Though organic chemistry begins with a long list of terminology to learn (functional groups, bimolecular nucleophilic substitution, Baeyer-Villager oxidation, etc), the class fails to reward memorization. In fact, one of its biggest strengths is incentivizing students to understand the underlying principles of the science, allowing them to venture beyond the scope of the textbook. Professors write exams to emphasize intuition and pattern recognition, prompting students to consider every aspect of a reaction, including side-reactions, stereoselectivity, and acidity and basicity of substituents. Just like how my randomly strung-together sentences of French failed to impress my French teacher, it’s impossible to form a coherent chemical “sentence” without understanding why molecules behave the way they do.
Organic chemistry students take this mindset everywhere they go. More than ever, they’re impressed with a sense of curiosity and creativity. “Why does the ball fall back to the ground after I throw it into the air?” “Why should I add a crescendo to this section of the music, and what would change if I decided to decrescendo instead?” Organic chemistry teaches students to question how everything works, then apply the experience to something new. It’s like finally throwing away your Lego instruction books after years of playtime. Now that you understand how each piece fits together, you’re ready to piece them together to create a rocket-powered pirate ship that doesn’t exist in instruction books.

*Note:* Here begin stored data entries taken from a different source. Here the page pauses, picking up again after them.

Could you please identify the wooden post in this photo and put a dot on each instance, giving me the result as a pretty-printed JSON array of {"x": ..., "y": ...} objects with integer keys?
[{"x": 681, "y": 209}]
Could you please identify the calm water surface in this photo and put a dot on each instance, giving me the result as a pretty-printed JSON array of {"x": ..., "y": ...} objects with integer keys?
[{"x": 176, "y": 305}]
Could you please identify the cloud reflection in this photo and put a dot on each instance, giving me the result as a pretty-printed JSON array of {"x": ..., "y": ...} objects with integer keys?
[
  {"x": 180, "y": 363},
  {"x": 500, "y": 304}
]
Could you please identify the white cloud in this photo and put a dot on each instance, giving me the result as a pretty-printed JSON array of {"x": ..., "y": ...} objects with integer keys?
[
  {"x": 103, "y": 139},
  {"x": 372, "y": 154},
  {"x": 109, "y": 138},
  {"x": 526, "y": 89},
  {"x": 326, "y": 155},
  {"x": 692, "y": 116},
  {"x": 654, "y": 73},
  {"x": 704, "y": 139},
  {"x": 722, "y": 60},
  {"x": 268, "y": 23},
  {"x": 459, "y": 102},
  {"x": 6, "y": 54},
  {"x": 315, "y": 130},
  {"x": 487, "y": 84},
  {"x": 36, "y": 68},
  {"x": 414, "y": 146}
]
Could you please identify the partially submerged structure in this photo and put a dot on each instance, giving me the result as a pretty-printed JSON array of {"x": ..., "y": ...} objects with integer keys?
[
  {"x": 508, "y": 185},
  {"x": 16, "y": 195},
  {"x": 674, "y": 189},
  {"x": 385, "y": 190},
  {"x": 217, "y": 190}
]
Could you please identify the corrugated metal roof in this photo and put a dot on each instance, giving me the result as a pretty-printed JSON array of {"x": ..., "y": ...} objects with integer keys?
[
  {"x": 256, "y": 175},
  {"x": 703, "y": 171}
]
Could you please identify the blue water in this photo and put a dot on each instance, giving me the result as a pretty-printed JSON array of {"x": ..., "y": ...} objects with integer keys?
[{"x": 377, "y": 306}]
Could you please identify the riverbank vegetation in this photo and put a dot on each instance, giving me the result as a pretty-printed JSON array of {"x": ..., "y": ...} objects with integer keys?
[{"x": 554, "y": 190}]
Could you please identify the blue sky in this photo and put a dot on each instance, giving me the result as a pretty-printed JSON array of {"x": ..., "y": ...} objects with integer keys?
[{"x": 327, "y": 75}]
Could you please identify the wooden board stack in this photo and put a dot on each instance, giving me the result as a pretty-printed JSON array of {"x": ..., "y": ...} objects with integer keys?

Of course, breaking away from manuals is never as easy as it sounds. Think of a library displaying the newest New York bestseller (“Fun and engaging,” a review promises), or a viral song on social media, just as ear-wormy and mind-numbingly fun as the last ten tunes. The result is always the same: a book genre with identical cookie-cutter protagonists treading an overworn and unwelcome formula, and a Youtube recommendation page full of musicians afraid of becoming the experimentalist who fell out of favor.
Now launch all of that out of a window, because organic chemistry makes it clear that there’s nothing wrong with making mistakes. Since there’s no comprehensive guide to every possible reaction in the universe, even professional chemists have experiments that don’t turn out as expected, leading to new discoveries and ideas.
“Revising chemical understanding based on unexpected observations and forming new hypotheses plays an important role in organic chemistry,” Professor Romero explains. As a result, the organic chemistry class cultivates perseverance and creativity, since mistakes are the vessels for future innovation. Professor Romero encourages this process by occasionally asking his students to give him “wrong answers only” to mechanistic or synthetic problems, then going over the real-life implications of the proposals. Who cares if your exam answer is incorrect? What matters is why.
As Professor Romero points out, there may be many ways to make that Lego pirate ship, or there might be none. Ultimately, the process of failure, success, and failure isn’t just about picking yourself up after a mistake, but learning to reevaluate your work and triumphing the second, third, or fourth time.
“Emphasizing more of what you don’t know is all part of the process of experimenting with your learning and figuring out what works for you,” Professor Romero explains. “I always encourage folks to be really courageous and fearless about facing what you don’t know and things that make you uncomfortable. It may feel awkward, but the process of doing science is balancing on the edge of what we know and what we don’t.”
So the next time you look at an organic chemistry textbook and think, “Why should I take this class? I’m a music major!”, just remember that you don’t necessarily need to be a chemist or even a scientist to benefit from organic chemistry. The intuition formed for underlying theory and the conquering of mistakes through practice can be applied to every field, regardless of background.
And who knows? Maybe knowing how to transform a malonic ester into a nitrile is your ticket to the Grammys.